Apache OpenOffice (AOO) Bugzilla – Issue 2800
Loading .sxc file takes ~10x longer than .xls file.
Last modified: 2013-08-07 15:14:58 UTC
I have a large complex spreadsheet that am I am converting from Excel to OOo (using v641C under linux). I can import this document in its original .xls format into OOo in approx. 30s. After saving the document in the native .sxc format, the file now requires >300s to load. I have tracked the problem down to the many repeated "if" statements on on sheet of the original document. Thus, I have been able to make a simple demonstration file for this problem. To reproduce: Simply create an Excel file with 256x256 block of "if" statements (or use my oneif_256x256.xls file). Now, open that document in OOo and save it in .sxc format (or use my oneif_256x256.sxc file). Close OOo. Start OOo fresh, and open the .sxc format file. Load time will be approx. 10x that of opening the .xls file. Note: this is *not* a Excel conversion issue. You can also create the document fresh in OOo and the .sxc file will still require a very long time to open. I mention the "10x load time to the .xls file" to point out that this must be an issue with the reading of the .sxc file format itself, and not some OOo internal issue.
Created attachment 919 [details] Excel 256x256 block of "if statements" example
Created attachment 920 [details] Excel 256x256 block of "if statements" example
Created attachment 921 [details] 256x256 block of "if statements" in sxc format
oops, send the Excel file twice. I know the second Excel attachment is okay, I'm not sure about the first one.

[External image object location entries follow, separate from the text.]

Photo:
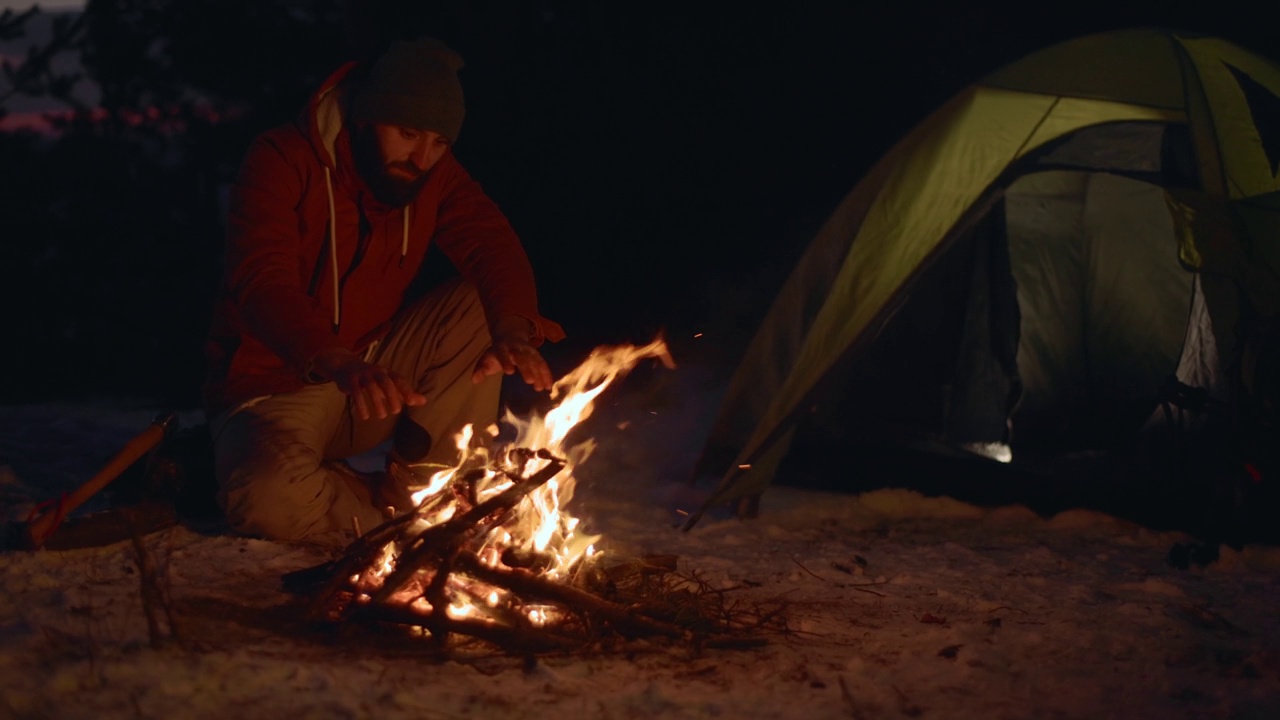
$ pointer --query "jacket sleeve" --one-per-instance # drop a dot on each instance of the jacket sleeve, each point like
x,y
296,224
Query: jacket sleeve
x,y
475,235
263,255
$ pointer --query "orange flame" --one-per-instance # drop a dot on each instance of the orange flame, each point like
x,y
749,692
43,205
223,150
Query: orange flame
x,y
538,527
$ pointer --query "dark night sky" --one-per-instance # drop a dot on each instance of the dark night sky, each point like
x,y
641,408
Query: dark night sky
x,y
666,163
667,167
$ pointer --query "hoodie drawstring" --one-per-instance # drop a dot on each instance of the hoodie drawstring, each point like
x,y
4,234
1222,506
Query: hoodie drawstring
x,y
333,250
333,247
405,238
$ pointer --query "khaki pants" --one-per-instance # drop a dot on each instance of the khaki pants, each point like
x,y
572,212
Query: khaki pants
x,y
278,459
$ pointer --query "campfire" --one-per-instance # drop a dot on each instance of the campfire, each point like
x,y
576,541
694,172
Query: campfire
x,y
492,552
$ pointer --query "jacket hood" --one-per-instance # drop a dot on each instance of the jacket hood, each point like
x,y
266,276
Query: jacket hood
x,y
325,113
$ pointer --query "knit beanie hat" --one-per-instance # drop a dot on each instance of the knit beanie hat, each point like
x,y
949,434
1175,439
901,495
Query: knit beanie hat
x,y
415,83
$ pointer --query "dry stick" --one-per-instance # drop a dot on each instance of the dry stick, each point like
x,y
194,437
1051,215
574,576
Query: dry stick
x,y
150,591
357,556
528,584
521,638
430,542
360,554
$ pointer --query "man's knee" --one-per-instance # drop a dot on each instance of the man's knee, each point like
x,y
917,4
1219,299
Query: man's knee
x,y
273,497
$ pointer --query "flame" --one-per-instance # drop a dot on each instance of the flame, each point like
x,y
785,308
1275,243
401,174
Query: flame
x,y
538,534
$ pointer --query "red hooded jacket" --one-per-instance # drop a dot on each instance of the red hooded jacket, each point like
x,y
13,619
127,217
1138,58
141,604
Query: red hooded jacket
x,y
296,283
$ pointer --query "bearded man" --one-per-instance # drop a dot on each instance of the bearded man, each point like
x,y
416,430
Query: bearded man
x,y
319,349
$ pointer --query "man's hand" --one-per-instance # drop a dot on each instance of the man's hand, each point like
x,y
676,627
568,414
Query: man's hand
x,y
512,350
371,387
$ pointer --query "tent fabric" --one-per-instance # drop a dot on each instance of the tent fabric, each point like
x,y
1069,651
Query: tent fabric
x,y
1144,105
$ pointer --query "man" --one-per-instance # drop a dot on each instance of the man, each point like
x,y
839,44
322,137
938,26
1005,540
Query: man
x,y
318,351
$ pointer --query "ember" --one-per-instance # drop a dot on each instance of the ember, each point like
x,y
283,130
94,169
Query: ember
x,y
490,551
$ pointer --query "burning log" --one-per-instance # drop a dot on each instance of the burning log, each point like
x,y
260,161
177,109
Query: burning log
x,y
489,552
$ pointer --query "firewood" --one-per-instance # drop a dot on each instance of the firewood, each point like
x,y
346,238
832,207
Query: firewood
x,y
528,584
429,545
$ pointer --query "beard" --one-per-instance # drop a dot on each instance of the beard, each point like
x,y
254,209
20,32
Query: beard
x,y
392,183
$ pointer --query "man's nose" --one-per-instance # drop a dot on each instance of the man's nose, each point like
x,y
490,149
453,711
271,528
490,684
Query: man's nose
x,y
420,155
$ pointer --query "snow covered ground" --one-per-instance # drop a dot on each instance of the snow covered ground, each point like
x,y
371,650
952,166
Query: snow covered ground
x,y
897,605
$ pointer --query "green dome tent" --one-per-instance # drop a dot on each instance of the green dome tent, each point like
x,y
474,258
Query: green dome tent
x,y
1079,249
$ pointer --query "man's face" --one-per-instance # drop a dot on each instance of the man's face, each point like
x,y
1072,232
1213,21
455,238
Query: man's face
x,y
394,159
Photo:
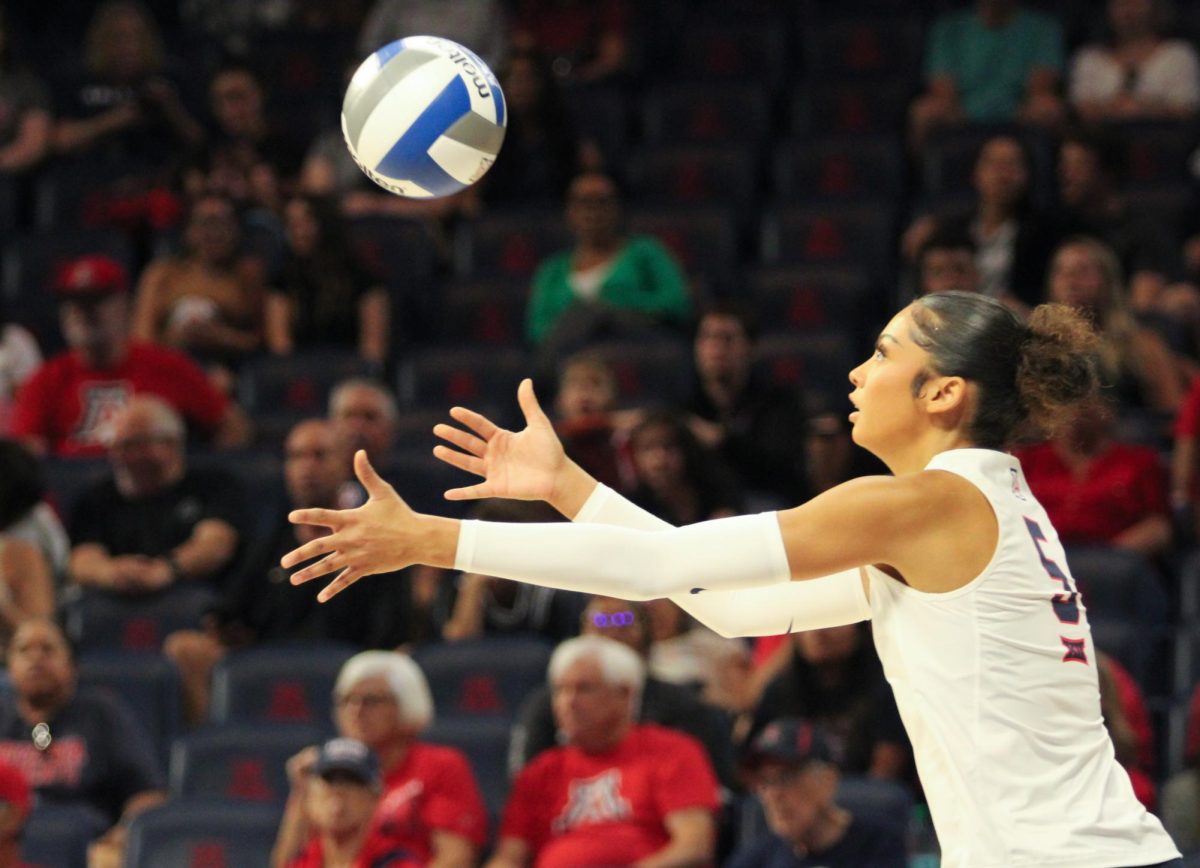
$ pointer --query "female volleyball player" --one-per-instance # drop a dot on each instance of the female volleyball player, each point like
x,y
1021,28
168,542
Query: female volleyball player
x,y
976,617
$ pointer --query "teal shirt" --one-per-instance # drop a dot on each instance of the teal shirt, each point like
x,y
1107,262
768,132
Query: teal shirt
x,y
645,277
991,67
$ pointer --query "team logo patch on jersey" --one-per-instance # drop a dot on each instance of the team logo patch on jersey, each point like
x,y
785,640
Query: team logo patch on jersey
x,y
593,800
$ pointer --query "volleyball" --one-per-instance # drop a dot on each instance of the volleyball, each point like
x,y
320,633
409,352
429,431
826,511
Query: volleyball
x,y
424,117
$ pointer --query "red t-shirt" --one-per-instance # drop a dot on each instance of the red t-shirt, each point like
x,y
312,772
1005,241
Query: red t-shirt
x,y
431,789
377,852
1120,488
71,406
579,809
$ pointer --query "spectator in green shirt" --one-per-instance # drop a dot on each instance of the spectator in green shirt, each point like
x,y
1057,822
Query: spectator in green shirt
x,y
997,61
610,283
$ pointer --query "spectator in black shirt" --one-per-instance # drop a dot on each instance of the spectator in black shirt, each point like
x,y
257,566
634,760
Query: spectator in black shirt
x,y
76,747
756,427
154,521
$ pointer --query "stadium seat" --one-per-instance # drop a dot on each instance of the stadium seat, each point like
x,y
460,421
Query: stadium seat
x,y
57,836
29,264
706,113
203,834
509,245
245,762
843,168
148,683
283,683
96,620
813,298
485,741
484,677
833,234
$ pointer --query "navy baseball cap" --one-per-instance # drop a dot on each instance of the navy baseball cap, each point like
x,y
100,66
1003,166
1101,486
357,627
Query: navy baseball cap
x,y
789,741
351,758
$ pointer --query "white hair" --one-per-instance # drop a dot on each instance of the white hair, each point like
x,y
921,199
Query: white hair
x,y
340,393
405,678
619,664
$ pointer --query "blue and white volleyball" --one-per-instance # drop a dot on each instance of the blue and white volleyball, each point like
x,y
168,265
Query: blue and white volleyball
x,y
424,117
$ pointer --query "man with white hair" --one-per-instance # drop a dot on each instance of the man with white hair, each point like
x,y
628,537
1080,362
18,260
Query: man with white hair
x,y
618,791
431,806
154,521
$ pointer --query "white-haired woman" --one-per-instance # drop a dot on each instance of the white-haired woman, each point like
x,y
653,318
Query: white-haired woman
x,y
431,806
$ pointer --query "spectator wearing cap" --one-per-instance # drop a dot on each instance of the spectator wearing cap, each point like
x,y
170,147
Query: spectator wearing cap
x,y
431,804
790,768
154,521
16,802
616,791
69,405
341,794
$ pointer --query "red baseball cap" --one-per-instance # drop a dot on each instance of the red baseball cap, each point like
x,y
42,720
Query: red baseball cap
x,y
15,788
89,277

Hi Eike, it seems to be yours. Loading the sxc by SAB takes about 1:00 compiling the formulas takes about 1:43 and calculating the cellheights 0:05. Frank
gnumeric has a (somewhat) similar problem with file like this, which has supposedly been solved recently by Jody: http://bugzilla.gnome.org/show_bug.cgi?id=68723
Gee, this is something that could benefit from "shared formulas", reusable formula code. Also the "all formulas are listening to one and the same cell" mentioned in gnumeric could be an issue here in compile time.
I've just confirmed that this problem still exists in OOo v1.0.0. Load time for the .xls file is ~7s while the .sxc file is ~55s on my 600MHz laptop running RH Linux v7.2.

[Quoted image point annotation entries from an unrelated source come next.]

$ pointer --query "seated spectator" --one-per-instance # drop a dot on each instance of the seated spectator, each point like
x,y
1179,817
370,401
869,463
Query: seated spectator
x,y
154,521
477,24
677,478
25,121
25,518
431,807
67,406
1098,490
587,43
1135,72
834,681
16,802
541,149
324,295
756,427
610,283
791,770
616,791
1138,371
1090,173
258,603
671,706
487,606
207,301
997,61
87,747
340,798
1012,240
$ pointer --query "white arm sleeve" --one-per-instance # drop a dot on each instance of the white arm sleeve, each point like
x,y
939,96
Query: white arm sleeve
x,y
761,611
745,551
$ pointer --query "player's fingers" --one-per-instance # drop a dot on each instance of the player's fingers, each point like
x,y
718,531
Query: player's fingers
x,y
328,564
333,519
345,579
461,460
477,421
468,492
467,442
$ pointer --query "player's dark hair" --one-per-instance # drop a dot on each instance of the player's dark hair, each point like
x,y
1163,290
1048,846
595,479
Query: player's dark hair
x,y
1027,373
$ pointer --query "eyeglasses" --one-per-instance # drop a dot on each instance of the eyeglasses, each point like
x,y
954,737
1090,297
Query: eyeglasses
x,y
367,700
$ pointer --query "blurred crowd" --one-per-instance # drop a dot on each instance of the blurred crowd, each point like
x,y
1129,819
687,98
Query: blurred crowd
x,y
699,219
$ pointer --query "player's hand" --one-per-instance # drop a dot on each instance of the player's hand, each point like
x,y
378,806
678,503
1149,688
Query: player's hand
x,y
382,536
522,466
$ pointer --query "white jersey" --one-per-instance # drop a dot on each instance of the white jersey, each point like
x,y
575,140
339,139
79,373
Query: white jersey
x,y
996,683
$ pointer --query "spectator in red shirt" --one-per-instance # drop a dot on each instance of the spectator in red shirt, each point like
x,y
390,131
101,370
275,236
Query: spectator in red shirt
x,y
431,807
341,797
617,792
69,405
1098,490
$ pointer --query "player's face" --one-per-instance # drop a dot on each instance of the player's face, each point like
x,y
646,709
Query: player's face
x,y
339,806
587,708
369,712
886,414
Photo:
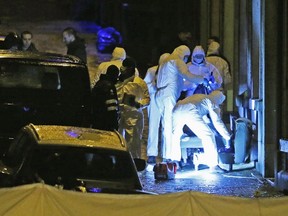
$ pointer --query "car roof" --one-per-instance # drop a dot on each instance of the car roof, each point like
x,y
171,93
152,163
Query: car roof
x,y
40,56
77,136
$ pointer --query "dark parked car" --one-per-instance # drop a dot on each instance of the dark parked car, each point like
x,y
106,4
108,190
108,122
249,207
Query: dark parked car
x,y
72,158
41,88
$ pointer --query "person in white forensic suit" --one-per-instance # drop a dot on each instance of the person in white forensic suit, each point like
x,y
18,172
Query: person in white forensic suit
x,y
154,116
170,82
213,56
191,111
133,97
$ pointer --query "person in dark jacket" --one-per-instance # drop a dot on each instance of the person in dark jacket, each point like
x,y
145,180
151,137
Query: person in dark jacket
x,y
26,43
11,41
75,45
105,101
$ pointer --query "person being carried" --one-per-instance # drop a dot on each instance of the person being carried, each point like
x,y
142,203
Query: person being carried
x,y
169,86
190,111
199,66
75,45
133,96
106,113
26,42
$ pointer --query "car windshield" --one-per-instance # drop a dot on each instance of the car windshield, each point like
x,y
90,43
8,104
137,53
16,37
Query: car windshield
x,y
29,76
52,164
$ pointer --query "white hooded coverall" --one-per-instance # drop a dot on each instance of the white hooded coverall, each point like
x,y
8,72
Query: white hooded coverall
x,y
169,86
131,118
153,112
118,55
204,69
190,111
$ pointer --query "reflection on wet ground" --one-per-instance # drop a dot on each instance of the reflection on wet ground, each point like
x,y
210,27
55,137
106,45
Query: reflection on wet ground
x,y
244,183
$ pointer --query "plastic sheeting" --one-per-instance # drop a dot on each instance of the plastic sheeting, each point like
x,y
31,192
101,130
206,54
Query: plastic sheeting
x,y
40,199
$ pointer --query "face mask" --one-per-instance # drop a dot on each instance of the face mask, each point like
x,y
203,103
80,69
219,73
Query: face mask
x,y
185,59
198,59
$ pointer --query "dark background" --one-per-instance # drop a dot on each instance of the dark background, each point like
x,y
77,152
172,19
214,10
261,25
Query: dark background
x,y
148,27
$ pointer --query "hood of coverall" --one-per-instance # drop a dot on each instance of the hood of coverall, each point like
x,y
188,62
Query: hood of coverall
x,y
181,51
163,57
118,53
198,50
213,48
217,97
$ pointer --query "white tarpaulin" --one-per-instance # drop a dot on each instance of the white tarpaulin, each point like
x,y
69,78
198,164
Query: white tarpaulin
x,y
40,199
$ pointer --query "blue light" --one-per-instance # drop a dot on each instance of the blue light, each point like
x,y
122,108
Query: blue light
x,y
94,190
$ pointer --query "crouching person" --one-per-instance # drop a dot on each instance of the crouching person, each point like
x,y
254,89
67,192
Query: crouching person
x,y
190,111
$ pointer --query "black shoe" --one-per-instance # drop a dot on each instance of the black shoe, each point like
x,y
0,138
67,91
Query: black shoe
x,y
216,169
226,150
151,159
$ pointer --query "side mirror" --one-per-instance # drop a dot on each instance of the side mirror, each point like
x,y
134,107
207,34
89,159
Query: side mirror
x,y
140,164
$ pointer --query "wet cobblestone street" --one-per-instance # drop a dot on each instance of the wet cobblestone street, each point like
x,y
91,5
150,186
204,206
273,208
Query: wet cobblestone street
x,y
246,183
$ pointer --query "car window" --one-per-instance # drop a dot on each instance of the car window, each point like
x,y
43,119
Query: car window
x,y
17,150
85,163
29,76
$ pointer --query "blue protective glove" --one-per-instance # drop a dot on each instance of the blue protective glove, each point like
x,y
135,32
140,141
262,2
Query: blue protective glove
x,y
211,79
205,82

i just confirmed this problem still exists in v1.0.1. Load time of the .xls file is ~8s and of the .sxc file is ~65s on a 600MHz linux machine.
First of all: reading in an XML .sxc file is always slower than any binary file format, no matter if Excel .xls or SO5 .sdc, since we have to compile and interpret all formulas instead of reading in readily compiled token arrays and results. I optimized the process at various places, and the attached example file on my machine now loads in 18s instead of the 29s it previously needed. This is far from optimal, but at the moment it couldn't be much improved without reimplementation of some core parts, if at all. Note also that the IF() is not the problem, same behavior if you exchange all IF() with SUM(), for example. However, I did the changes on the SRX644 build line, no backport to OOO_STABLE_1 planned, therefor I set the issue to resolved later.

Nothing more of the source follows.